WILLIAM KURELEK, R.C.A.
THE HURONIA PAINTINGS


all gouache on card
each approximately 9 ins x 12 ins; 22.9 cms x 30.5 cms


Provenance:
Private Collection, Midland

This lot consists of twenty-one works:
rECOLLET MISSIONARY IN NORTH AMERICA; FATHER BRÉBEUF SETTING OUT FROM THREE RIVERS ON MISSION TO HURONIA; FATHER BRÉBEUF SUFFERS FROM WATER GLARE; HURON GUIDES MANEUVERING THE RAPIDS; FATHER BRÉBEUF AND GUIDES TURNING IN DURING THE VOYAGE; MAP SHOWING THREE RIVERS TO HURONIA ROUTE; MAP OF THE LOWER GREAT LAKES MISSION AREA; FATHER BRÉBEUF BAPTIZES A DYING MAN; AT HEIGHT OF HURONIA MISSION, THOUSANDS CAME INTO THE CHURCH; IROQUOIS AMBUSH FATHER JOGUES’ PARTY; FATHER JOGUES AND RENÉ GOUPIL GIVE THEMSELVES UP TO BE WITH THE CAPTIVE HURONS; RENÉ GOUPIL IS MARTYRED; FATHER JOGUES IS MARTYRED; JEAN DE LA LANDE IS MARTYRED; MAP SHOWING IROQUOIS ADVANCE IN THE HURON MISSIONS; FATHER BRÉBEUF AND LALEMANT PREPARE THE MISSION FORT FOR THE IROQUOIS ATTACK; THE GIVE LAS RITES TO DEAD AND DYING DEFENDERS; AFTER HURON DISPERSAL, JESUITS PUSH WEST AND NORTH; STORIES OF BLACKROBE COURAGE TRAVELS AHEAD OF THEM; EVEN THE PLAINS INDIANS WELCOME THE JESUITS; AND IN THE END EVEN THE DREAD IROQUOIS LET THEM INTO THEIR TOWNS

Jesuit missionaries arrived in Canada in the early 1600s and took a very different approach to their work than the
Recollets who preceded them. Historians note specifically that the Jesuits lived among the First Nations People, and learnt their language and customs rather than trying to Europeanize them as the Recollets had tried to do.
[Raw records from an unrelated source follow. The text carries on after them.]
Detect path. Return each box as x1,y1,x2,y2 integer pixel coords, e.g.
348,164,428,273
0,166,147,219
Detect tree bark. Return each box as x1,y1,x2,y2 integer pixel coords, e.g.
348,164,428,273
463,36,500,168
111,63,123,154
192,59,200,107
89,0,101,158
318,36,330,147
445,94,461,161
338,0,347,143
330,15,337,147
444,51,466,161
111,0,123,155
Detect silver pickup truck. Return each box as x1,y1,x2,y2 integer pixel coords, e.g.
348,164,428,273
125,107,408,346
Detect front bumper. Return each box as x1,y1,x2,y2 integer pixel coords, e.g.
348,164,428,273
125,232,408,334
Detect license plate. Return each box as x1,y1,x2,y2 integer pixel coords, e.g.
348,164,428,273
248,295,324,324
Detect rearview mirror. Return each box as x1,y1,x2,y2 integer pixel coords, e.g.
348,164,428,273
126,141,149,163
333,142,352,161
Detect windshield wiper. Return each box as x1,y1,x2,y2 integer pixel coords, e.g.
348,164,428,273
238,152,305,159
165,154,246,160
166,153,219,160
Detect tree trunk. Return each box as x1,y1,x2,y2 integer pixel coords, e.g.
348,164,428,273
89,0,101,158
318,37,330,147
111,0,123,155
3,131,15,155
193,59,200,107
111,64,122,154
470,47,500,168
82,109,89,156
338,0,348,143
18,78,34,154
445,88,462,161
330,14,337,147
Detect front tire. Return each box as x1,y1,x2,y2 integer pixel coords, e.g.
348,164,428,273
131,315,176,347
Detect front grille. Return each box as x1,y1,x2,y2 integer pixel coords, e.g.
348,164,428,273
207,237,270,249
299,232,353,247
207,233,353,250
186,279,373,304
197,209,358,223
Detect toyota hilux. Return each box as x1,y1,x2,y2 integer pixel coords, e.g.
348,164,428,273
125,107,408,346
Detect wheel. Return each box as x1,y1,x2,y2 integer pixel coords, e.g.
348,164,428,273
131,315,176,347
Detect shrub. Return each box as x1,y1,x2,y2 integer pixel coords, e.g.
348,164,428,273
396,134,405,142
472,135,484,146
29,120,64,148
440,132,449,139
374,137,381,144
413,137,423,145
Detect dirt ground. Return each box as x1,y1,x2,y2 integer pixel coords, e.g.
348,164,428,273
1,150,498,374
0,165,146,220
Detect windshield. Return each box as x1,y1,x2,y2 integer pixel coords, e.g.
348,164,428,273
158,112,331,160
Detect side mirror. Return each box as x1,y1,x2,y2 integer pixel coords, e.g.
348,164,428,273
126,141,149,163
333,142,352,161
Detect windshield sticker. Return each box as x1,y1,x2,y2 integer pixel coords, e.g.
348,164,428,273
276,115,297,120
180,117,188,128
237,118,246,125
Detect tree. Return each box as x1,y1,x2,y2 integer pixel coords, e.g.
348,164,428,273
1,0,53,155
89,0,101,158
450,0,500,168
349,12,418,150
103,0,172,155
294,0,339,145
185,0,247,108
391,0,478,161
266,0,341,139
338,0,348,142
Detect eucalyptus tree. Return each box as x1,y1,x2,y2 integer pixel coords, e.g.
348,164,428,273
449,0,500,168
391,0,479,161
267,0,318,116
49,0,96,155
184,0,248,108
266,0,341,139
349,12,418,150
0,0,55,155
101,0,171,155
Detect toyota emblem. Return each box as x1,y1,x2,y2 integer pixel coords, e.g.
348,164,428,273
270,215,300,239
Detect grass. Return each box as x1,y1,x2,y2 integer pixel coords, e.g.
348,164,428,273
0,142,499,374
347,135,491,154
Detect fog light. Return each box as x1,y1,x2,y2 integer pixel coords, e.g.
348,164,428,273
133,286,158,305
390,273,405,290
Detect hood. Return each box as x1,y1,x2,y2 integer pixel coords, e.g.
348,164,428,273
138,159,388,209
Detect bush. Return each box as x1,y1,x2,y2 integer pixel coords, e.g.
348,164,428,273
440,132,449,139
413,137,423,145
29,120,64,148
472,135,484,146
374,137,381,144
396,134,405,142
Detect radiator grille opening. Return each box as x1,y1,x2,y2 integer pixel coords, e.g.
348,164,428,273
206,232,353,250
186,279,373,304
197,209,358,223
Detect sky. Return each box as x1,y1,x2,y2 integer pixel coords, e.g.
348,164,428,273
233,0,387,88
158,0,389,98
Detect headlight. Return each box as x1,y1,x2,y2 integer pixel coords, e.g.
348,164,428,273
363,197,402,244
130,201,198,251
While the relationship was not always a sympathetic one, the Huron were prepared to tolerate the presence of the Jesuits because they wanted to continue their military alliance with the French. However, pressure to convert to the Catholic faith drove a wedge in the community which broke into two camps: those who converted and those who did not.

Works such as this suite resonate in today’s geopolitical struggles stained as they are with internecine battles whose purpose is the total extinction of ethnic groups and the consequent mass displacement of peoples.

Ste Marie Among the Hurons, the setting for many of the Kurelek drawings shown here, was built as a base for the Jesuit missionaries. While it was destroyed during the Iroquois attacks ca. 1648, a replica of what once stood there is now a popular tourist destination in Midland Ontario.